Посреди комнаты стоял большой стол, за которым сидели два писаря: один солдат, а второй «гефрайтер» — ефрейтор. Ефрейтор проверял документы, что-то с густым прусским акцентом говорил своему помощнику, и тот записывал имя, фамилию, место рождения, имена родителей и все другие сведения, без которых никто из нас никогда не смог бы доказать, кто он такой.
Нам выдали временные удостоверения и сказали, что на следующее утро назначен допрос. Ровно в восемь часов утра, ферштанден? Мы ответили робко, что ферштанден.
При регистрации произошли казусы. Некоторые из нас, лица дворянского происхождения, чтобы произвести на немцев впечатление и доказать им, что они не простые рыбки, а золотые и дворянские, приставили к своим фамилиям частицу «фон» и, к великому негодованию обер-фельдфебеля Фридриха Ганке стали «фон Ивановыми», или «фон Двуутробниковыми».
Когда терпение Ганке лопнуло и он набросился на очередного «фона» с грубой руганью, тот упрямо ткнул пальцем в свой паспорт.

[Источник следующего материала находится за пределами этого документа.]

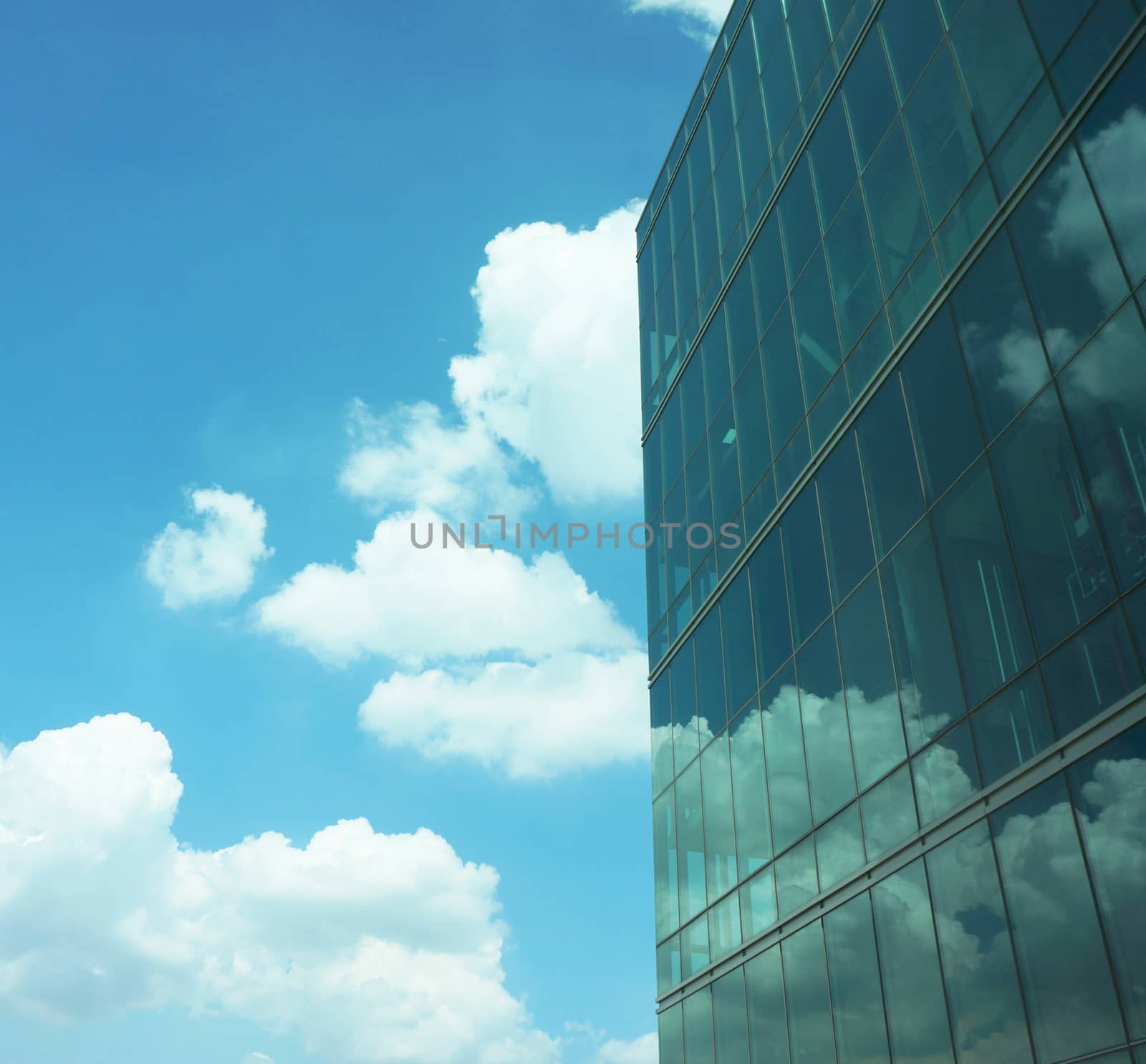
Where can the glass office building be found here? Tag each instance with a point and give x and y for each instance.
(892, 326)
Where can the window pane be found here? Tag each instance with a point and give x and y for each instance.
(839, 848)
(808, 1006)
(832, 164)
(991, 624)
(890, 468)
(720, 833)
(1109, 792)
(662, 718)
(753, 448)
(690, 843)
(768, 277)
(943, 134)
(1057, 546)
(899, 223)
(725, 927)
(670, 1035)
(922, 644)
(767, 1015)
(857, 1007)
(911, 29)
(1012, 727)
(855, 282)
(758, 904)
(1000, 342)
(869, 95)
(888, 813)
(731, 1016)
(769, 605)
(1067, 257)
(788, 781)
(845, 517)
(874, 706)
(796, 878)
(1104, 391)
(798, 219)
(913, 987)
(945, 773)
(998, 61)
(698, 1027)
(695, 947)
(1026, 139)
(825, 724)
(1088, 52)
(1092, 672)
(978, 961)
(1069, 992)
(664, 835)
(804, 553)
(753, 838)
(940, 406)
(1111, 139)
(782, 380)
(710, 674)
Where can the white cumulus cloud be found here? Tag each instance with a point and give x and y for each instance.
(534, 722)
(703, 19)
(556, 374)
(215, 563)
(410, 458)
(421, 605)
(372, 949)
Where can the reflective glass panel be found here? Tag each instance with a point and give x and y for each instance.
(874, 706)
(991, 624)
(808, 1005)
(998, 61)
(943, 134)
(1092, 672)
(839, 848)
(698, 1027)
(804, 554)
(1104, 391)
(847, 536)
(1012, 727)
(767, 1015)
(731, 1018)
(945, 773)
(979, 970)
(1000, 342)
(720, 829)
(788, 781)
(796, 878)
(940, 406)
(888, 813)
(1109, 795)
(825, 724)
(1061, 959)
(913, 987)
(753, 835)
(899, 221)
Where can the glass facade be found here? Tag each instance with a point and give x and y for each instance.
(892, 326)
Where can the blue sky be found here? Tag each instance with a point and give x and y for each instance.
(244, 332)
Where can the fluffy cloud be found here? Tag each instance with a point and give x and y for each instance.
(215, 564)
(704, 19)
(410, 458)
(555, 374)
(570, 712)
(422, 605)
(642, 1050)
(372, 949)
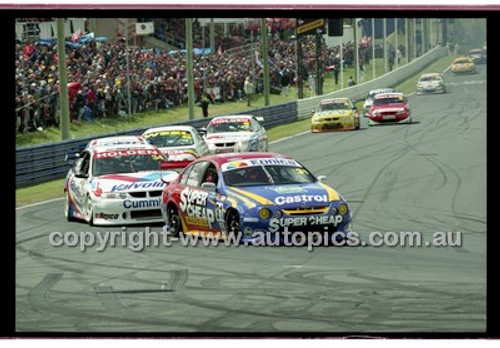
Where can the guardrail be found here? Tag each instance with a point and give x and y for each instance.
(360, 91)
(41, 163)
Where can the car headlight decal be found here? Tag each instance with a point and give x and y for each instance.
(265, 213)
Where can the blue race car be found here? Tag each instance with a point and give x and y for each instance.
(251, 195)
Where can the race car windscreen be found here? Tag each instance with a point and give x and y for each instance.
(391, 100)
(229, 125)
(126, 164)
(429, 79)
(267, 175)
(333, 106)
(170, 138)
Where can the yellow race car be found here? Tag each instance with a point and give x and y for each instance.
(335, 114)
(463, 65)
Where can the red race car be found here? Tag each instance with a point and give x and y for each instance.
(389, 108)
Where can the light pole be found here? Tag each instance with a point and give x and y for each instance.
(265, 57)
(342, 62)
(189, 59)
(396, 41)
(386, 67)
(129, 99)
(63, 79)
(373, 48)
(415, 52)
(407, 48)
(356, 49)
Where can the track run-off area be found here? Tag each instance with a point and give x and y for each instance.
(428, 176)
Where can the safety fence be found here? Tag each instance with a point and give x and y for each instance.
(42, 163)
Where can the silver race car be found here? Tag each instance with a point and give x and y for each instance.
(371, 96)
(177, 143)
(237, 133)
(118, 184)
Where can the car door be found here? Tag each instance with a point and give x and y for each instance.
(78, 182)
(261, 135)
(201, 145)
(193, 200)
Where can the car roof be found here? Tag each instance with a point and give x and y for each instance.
(220, 159)
(389, 95)
(170, 128)
(430, 75)
(333, 100)
(381, 90)
(123, 147)
(116, 140)
(232, 116)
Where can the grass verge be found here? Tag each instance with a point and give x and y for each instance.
(53, 189)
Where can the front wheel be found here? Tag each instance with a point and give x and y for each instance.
(67, 208)
(89, 211)
(174, 220)
(233, 222)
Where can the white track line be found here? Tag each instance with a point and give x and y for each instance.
(289, 137)
(272, 142)
(40, 203)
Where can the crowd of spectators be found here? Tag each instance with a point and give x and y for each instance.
(158, 80)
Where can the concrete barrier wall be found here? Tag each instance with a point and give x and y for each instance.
(391, 79)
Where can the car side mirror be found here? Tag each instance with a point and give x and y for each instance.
(81, 175)
(322, 178)
(209, 186)
(202, 131)
(70, 158)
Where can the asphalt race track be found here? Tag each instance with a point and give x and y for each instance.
(429, 176)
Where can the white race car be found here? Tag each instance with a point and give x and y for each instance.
(177, 143)
(120, 184)
(237, 133)
(371, 96)
(431, 83)
(123, 140)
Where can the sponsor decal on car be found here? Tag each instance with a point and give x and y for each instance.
(106, 216)
(193, 203)
(230, 120)
(275, 224)
(145, 203)
(280, 200)
(182, 134)
(137, 185)
(259, 162)
(129, 152)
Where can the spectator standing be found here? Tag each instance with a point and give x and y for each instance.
(336, 69)
(204, 102)
(248, 89)
(285, 81)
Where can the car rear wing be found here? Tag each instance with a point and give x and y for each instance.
(202, 131)
(71, 157)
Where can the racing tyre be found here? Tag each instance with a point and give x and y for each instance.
(174, 220)
(233, 222)
(67, 214)
(89, 211)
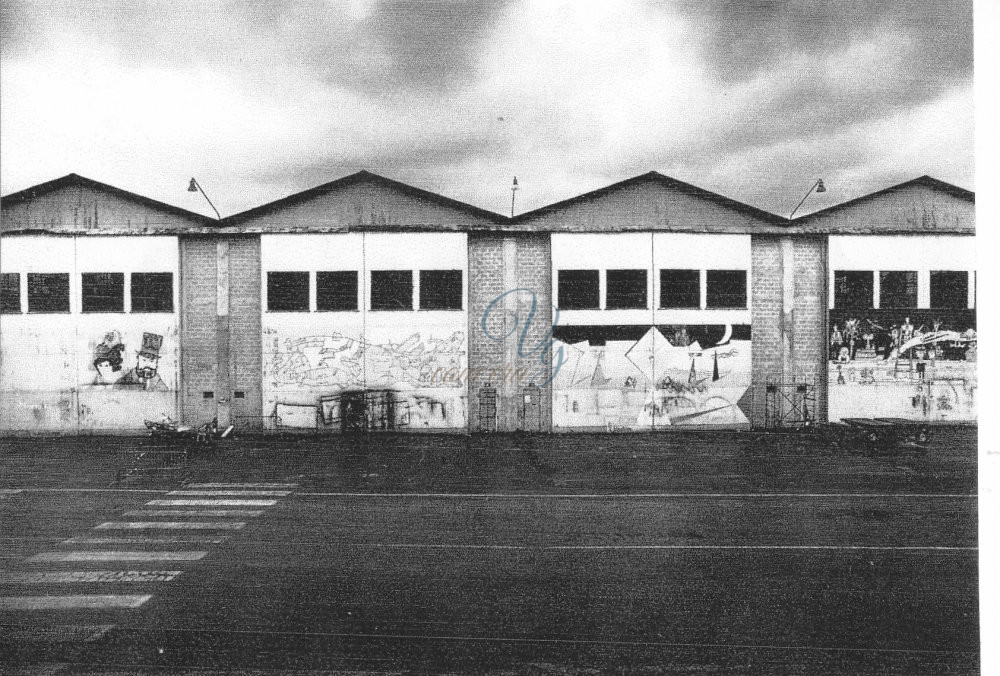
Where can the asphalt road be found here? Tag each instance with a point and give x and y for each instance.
(698, 554)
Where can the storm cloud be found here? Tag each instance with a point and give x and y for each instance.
(751, 99)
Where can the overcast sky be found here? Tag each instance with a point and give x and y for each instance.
(754, 100)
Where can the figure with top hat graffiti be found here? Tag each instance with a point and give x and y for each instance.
(144, 375)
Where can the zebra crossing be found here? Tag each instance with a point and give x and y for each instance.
(110, 542)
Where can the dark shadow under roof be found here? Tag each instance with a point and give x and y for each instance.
(361, 177)
(75, 180)
(666, 181)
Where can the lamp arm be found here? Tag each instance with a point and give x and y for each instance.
(217, 215)
(802, 202)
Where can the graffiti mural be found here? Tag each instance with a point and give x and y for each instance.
(668, 375)
(339, 382)
(914, 364)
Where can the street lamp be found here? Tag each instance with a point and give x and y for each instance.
(193, 186)
(817, 186)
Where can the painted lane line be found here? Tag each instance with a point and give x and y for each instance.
(244, 494)
(146, 540)
(91, 601)
(195, 512)
(104, 576)
(171, 525)
(60, 633)
(621, 496)
(890, 548)
(53, 557)
(211, 503)
(247, 485)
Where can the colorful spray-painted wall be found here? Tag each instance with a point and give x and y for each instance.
(655, 330)
(91, 343)
(365, 366)
(902, 323)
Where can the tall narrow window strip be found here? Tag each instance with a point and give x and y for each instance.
(898, 289)
(726, 289)
(626, 290)
(337, 291)
(680, 289)
(579, 289)
(949, 289)
(392, 290)
(854, 289)
(10, 293)
(102, 292)
(152, 292)
(440, 289)
(288, 292)
(48, 292)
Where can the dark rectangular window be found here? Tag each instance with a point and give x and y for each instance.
(949, 289)
(897, 289)
(10, 293)
(579, 289)
(152, 292)
(680, 289)
(440, 289)
(392, 289)
(48, 292)
(626, 290)
(853, 289)
(726, 288)
(288, 292)
(337, 291)
(103, 292)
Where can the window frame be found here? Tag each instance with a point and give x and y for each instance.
(372, 295)
(870, 305)
(321, 306)
(164, 302)
(68, 292)
(963, 303)
(620, 295)
(563, 285)
(275, 275)
(15, 308)
(743, 301)
(460, 290)
(696, 305)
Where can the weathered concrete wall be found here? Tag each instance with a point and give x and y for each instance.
(867, 375)
(407, 360)
(50, 380)
(789, 297)
(76, 208)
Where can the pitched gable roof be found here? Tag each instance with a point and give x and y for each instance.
(665, 181)
(920, 181)
(354, 179)
(75, 180)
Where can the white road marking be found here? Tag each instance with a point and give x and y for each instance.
(92, 601)
(247, 485)
(625, 496)
(890, 548)
(171, 525)
(211, 503)
(244, 494)
(146, 540)
(59, 577)
(51, 557)
(195, 512)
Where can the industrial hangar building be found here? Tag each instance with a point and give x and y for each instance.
(366, 304)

Писарь, читавший по-русски, с сокрушением признал, что обладателя паспорта, действительно звали фон — «фон Фелькерзам». (Если не ошибаюсь, бывший член Государственной Думы от Лифляндской губернии).
Допрос имел место в той же канцелярии, в которой происходила регистрация. Допрашивал нас молодой лейтенант, в присутствии обер-фельдфебеля, гефрайтера и нескольких рядовых. В углу с винтовкой наперевес сидел солдат, приготовившийся ко всяким неожиданностям. Ведь мы приехали из большевистской России, а от русских большевиков ожидать можно было любого коленца.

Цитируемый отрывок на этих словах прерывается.